Traditional High Efficiency Power Amplifiers are often very efficient while operating at full power, such as those using the Envelope Elimination and Restoration (EER) method of linearization a non-linear power amplifier through high-level modulators. However, the efficiency of the EER methods undesirably drops as the power level decreases (e.g., power back-off) stressing the envelope amplifier through recreation of the original signal. Similarly, linearization methods employing Linear Application using Non-linear Components (LINC) transmitters suffer degraded efficiency at power levels backed off from peak as they use an inefficient RF dump resistor in their output combiner.

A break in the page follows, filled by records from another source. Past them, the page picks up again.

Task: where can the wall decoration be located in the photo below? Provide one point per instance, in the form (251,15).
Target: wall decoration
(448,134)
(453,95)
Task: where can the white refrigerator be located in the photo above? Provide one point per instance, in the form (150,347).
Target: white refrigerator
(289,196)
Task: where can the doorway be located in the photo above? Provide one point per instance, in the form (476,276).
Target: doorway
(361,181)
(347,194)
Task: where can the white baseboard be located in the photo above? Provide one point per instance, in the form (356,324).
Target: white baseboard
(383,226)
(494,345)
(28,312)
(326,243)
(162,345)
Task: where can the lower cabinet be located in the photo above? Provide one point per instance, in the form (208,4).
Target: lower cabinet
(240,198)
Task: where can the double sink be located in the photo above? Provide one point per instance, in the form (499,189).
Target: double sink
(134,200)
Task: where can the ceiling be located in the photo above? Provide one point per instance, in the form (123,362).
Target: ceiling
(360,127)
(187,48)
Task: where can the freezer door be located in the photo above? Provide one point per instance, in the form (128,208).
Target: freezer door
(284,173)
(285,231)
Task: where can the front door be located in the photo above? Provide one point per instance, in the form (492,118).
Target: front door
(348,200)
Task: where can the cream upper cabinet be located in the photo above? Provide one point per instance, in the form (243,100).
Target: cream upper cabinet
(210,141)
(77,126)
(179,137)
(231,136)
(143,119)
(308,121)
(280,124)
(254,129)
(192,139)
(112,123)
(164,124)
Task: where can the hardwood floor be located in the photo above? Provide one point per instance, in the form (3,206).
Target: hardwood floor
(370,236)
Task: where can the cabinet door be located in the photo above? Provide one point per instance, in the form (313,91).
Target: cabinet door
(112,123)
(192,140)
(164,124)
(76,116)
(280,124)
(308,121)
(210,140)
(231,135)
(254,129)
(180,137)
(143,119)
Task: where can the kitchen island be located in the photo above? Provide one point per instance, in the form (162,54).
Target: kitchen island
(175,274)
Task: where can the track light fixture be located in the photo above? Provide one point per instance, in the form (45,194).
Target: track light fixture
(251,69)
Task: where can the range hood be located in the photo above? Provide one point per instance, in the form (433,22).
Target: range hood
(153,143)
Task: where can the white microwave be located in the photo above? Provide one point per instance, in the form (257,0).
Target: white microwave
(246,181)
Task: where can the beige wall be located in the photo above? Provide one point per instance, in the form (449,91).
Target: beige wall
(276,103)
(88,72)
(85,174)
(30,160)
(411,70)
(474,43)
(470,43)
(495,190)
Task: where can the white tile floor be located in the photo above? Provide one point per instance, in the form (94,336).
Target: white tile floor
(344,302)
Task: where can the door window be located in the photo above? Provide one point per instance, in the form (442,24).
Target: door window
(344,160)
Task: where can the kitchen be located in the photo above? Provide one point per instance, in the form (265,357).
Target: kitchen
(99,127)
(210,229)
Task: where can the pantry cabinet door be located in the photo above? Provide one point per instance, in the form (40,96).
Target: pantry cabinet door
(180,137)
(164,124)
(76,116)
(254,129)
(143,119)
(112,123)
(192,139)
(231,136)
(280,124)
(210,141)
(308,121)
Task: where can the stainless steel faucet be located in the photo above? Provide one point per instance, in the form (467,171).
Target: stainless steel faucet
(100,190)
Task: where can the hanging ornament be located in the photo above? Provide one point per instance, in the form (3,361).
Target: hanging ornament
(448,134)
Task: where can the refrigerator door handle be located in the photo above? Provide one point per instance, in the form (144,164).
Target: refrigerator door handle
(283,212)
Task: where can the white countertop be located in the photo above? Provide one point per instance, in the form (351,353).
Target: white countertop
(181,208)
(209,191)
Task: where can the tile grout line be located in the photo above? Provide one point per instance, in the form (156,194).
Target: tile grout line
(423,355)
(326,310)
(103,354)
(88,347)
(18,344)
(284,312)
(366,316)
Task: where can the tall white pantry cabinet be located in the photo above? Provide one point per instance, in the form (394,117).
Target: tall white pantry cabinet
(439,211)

In addition, when these amplifiers are operated with wideband waveforms having high peak-to-average ratios, such as Quadrature Amplitude Modulation (QAM), Wideband Code Division Multiple Access (WCDMA), or Orthogonal Frequency Division Multiplexing (OFDM), the net efficiency is considerably less than the efficiency at high power levels. Since the average power is often 6-10 dB below peak levels, these traditional methods suffer a degraded efficiency during average use. Further, high-level modulators limit the modulation bandwidth of the wideband waveforms as they struggle to follow the widely varying signal envelopes.
Consequently, a need remains for an efficient alternative operable at average power levels backed off from peak power to overcome the shortcomings of traditional inefficient high power amplifiers.